The shift to the cloud obviously isn’t new. Yet, it accelerates and not without consequences since the movement to the cloud and optimization of data platforms for analytics go hand in hand and de facto are big transitions for organizations.
After the report was announced CEO Ashish Thusoo wrote a blog post at the occasion of the merger of Cloudera and Hortonworks, emphasizing how on-premises Hadoop vendors have not fulfilled their claims of delivering value and that on-premises infrastructures cannot offer the agility and scalability required for complex big data and machine learning projects.
The expansion of machine learning initiatives, enabled by the shift of big data processing to the cloud
A second topic covered in the 2018 Big Data Trends and Challenges Report concerns the expected expansion of machine learning programs, facilitated by this shift to the cloud.
Machine learning is being used in diverse initiatives that include crucial security, maintenance, customer care, and lead generation applications. But like most data-intensive solutions, machine learning presents a variety of implementation challenges.
Machine learning programs are expected to expand across a wide range of use cases in the next year, Qubole states.
Looking at the main priorities for these machine learning programs, the report found that:
- Improving data security and threat protection is the top priority in a world where cybersecurity can’t be an afterthought.
- Optimizing customer experience is a priority for 49 percent of respondents.
- Predictive maintenance, one of the main Industrial IoT and Industry 4.0 use cases, is a priority for 43 percent of respondents.

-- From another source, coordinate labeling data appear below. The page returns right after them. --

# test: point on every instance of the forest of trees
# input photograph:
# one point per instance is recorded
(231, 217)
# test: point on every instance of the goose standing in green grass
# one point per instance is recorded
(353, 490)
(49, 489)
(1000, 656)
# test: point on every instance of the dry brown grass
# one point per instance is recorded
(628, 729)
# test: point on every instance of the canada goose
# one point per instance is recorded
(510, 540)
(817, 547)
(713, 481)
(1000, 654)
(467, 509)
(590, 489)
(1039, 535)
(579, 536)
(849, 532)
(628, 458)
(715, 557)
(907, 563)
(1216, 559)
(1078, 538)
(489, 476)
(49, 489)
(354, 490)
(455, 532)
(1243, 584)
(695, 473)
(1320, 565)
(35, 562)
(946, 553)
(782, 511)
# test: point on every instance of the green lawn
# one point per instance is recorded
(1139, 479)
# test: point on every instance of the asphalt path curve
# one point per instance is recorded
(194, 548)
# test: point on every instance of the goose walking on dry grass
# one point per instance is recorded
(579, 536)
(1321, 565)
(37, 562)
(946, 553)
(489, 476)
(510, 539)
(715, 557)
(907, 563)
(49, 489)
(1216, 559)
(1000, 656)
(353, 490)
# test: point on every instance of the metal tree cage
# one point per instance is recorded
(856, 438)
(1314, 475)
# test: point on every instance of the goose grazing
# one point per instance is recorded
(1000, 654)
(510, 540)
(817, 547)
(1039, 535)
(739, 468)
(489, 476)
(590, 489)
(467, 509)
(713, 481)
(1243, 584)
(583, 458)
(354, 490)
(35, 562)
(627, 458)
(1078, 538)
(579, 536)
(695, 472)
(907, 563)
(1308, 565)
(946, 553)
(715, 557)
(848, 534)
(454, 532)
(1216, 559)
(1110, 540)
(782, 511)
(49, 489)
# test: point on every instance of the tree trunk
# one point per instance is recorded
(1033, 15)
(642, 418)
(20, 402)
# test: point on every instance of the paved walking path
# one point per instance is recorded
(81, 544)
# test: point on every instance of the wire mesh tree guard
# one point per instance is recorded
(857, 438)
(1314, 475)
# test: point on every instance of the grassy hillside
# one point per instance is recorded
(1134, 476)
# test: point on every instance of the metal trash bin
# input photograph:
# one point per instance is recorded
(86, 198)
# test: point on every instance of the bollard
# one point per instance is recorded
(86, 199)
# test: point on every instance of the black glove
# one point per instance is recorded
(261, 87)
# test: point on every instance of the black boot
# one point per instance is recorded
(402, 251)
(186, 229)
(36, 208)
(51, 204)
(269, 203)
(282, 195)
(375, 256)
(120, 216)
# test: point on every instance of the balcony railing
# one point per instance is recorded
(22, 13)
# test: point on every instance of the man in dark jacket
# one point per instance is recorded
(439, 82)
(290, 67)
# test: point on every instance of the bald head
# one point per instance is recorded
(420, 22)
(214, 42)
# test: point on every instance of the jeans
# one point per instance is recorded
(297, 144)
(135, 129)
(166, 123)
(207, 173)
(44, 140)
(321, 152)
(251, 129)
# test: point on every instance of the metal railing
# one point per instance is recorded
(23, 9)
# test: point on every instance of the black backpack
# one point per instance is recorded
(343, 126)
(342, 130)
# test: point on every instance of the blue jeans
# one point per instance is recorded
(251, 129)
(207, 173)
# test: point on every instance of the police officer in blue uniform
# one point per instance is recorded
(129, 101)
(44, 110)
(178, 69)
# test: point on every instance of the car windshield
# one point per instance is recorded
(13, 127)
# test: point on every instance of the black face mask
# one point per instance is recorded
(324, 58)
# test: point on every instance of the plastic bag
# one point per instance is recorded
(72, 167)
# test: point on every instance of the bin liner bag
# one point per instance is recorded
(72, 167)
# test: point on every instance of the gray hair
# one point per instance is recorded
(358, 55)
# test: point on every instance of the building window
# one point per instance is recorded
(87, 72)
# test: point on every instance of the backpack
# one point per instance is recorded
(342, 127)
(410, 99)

When looking at the types of big data processing the 2018 Big Data Trends and Challenges Report found that machine learning is done by 40 percent of organizations in the survey. That’s the same percentage as streaming data.
App data integration and ad hoc analytics are still the main types of big data processing. Yet, with an expansion of machine learning programs in the next year, expect that percentage to grow. How much precisely will, among others depend on the machine learning obstacles respondents encounter, on top of big data challenges.
Among these machine learning project challenges: analyzing extremely large data sets (40% of respondents), ensuring adequate staffing and resources (38%) and integrating new data into existing pipelines (same).
More about those and other findings from the 2018 Big Data Trends and Challenges Report on topics such as the usage of big data frameworks, talent shortages and so forth can be downloaded here.
You can also read this blog post that offers more insights and, among others highlights that “organizations are storing and processing increasingly vast amounts of data in the cloud for sophisticated use cases such as machine learning, ad hoc analysis, application data integration, and data streaming”.
The 2018 Big Data Trends and Challenges Report is based upon a survey of 401 IT and data professionals with big data responsibilities. Qubole is a provider of a cloud-native data platform for analytics and machine learning that promises to rapidly activate large volumes of data while lowering costs under the motto “Turning Data Lakes into Profit Centers”.
All images belong to their respective mentioned owners.